Thanks, Topaz! It’s good to be loved!
You left out:
1)grenades with 30-second fuses (giving McClain enough time to strap into the nonexistent ejection seat and punch out)
2)submachineguns that can fire blanks full-auto then, with a switch of the magazine, fire regular ammo. Uh-uh. A semi or full auto firearm can only cycle with blanks if you block off the barrel to give it enough pressure to cycle. You do this either by using a prop barrel or by fastening a blank adapter to the end of the barrel.
3)lighting the streaming fuel from the 747 and then having the flame climb up the stream into the air to detonate the jet.
4)The “Glock 7, made from porcelain (!) that can go through airport metal detectors” Holy Christ.

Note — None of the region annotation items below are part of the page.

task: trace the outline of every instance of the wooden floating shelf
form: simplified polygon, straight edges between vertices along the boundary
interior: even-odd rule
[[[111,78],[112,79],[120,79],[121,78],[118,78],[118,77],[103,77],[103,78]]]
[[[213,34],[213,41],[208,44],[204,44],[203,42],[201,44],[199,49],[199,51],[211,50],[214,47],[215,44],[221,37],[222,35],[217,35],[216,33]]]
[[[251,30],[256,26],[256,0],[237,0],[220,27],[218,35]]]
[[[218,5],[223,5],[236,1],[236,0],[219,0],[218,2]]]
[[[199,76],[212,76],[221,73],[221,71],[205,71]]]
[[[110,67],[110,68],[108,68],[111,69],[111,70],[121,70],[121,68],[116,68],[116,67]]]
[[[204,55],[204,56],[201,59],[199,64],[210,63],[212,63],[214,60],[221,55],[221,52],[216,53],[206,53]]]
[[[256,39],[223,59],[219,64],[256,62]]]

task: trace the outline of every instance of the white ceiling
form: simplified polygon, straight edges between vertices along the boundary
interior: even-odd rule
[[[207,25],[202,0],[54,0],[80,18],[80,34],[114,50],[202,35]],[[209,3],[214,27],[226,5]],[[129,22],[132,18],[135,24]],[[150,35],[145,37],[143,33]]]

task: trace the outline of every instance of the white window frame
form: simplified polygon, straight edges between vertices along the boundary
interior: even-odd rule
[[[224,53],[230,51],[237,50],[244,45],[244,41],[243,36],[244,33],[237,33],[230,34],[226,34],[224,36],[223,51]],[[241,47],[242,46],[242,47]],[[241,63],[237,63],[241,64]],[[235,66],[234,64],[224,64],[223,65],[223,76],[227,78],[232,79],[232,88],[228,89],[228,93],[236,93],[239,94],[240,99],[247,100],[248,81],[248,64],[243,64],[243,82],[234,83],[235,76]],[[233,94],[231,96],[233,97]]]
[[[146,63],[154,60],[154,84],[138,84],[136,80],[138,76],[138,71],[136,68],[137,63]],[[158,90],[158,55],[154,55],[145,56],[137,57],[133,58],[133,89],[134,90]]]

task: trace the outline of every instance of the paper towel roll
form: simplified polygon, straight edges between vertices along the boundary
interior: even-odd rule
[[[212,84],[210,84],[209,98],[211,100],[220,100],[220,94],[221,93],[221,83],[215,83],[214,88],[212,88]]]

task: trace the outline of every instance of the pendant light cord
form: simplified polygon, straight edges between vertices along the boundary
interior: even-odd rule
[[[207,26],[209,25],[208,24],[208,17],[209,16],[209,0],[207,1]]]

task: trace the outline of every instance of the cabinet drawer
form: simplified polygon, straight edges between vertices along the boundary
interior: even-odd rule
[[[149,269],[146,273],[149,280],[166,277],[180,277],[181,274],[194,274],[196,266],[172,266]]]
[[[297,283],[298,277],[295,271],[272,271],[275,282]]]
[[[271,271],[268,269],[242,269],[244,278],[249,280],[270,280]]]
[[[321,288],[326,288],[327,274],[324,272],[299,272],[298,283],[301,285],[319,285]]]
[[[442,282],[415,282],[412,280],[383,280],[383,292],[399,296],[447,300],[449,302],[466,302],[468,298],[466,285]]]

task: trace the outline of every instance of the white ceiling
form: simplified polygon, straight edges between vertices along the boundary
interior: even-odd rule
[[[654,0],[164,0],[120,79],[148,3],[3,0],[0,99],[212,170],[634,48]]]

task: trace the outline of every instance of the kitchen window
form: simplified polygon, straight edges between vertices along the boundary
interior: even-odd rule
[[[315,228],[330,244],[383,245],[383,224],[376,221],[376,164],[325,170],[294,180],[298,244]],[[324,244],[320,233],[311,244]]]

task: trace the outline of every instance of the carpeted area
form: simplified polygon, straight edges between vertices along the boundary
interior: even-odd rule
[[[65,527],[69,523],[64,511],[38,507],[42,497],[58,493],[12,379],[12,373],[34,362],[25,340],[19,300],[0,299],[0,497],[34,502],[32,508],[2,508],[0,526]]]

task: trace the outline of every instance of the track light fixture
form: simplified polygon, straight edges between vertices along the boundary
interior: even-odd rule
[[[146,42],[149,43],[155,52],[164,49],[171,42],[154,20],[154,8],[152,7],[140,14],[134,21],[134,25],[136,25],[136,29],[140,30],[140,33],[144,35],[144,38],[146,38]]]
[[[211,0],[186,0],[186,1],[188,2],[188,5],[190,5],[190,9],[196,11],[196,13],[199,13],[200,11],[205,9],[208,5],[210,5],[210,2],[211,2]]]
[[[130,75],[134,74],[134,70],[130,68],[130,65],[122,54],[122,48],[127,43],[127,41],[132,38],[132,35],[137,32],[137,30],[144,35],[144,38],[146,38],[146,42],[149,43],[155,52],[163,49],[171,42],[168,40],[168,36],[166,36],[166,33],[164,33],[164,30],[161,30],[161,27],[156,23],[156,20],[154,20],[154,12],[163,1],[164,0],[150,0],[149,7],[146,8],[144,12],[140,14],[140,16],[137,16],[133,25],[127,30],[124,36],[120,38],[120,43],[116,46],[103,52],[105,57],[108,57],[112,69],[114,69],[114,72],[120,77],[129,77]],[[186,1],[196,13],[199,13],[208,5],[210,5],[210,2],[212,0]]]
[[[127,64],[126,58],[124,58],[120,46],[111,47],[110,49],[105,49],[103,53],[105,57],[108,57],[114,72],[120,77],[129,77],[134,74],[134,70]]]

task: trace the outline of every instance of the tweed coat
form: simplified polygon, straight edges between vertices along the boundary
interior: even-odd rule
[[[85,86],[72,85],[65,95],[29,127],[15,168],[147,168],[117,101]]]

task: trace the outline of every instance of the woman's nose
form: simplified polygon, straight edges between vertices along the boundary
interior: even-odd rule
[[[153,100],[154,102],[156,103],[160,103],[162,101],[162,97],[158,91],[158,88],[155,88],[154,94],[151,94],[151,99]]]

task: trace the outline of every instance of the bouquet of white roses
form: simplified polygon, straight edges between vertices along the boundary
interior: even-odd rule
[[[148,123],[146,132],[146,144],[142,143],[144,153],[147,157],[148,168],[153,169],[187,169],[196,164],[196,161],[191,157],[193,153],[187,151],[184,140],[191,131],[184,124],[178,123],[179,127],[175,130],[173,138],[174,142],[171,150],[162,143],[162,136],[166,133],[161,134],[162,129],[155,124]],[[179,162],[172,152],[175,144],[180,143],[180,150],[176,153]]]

What a horrible, horrible movie.
Oh, and I meant “Talk to the airplanes”, not “Take”. It was a crucial plot point that no one could get through to all the aircraft in the sky because the radio in the tower was under control of the terrorists. At the screening I went to, you could actually see people in the audience looking at each other and murmuring when that plot point was unveiled. Everyone picked up on that silliness.
And here’s another one: The aircraft needed the instrument landing system because there was a huge storm and they couldn’t land visually. But then, there’s a scene where a reporter says, “I can see the airplanes circling overhead.” Uh, if SHE can see THEM, THEY can see the ground.
I’ve seen better film in soap dishes.
What really annoys me about these types of errors is that they just scream, “We here in hollywood think our customers are STUPID!”. All of the errors I mentioned about could have been fixed trivially, without changing the plot at all. But you just know somewhere someone said, “Ah, don’t worry about it. The idiots in the audience will never notice.”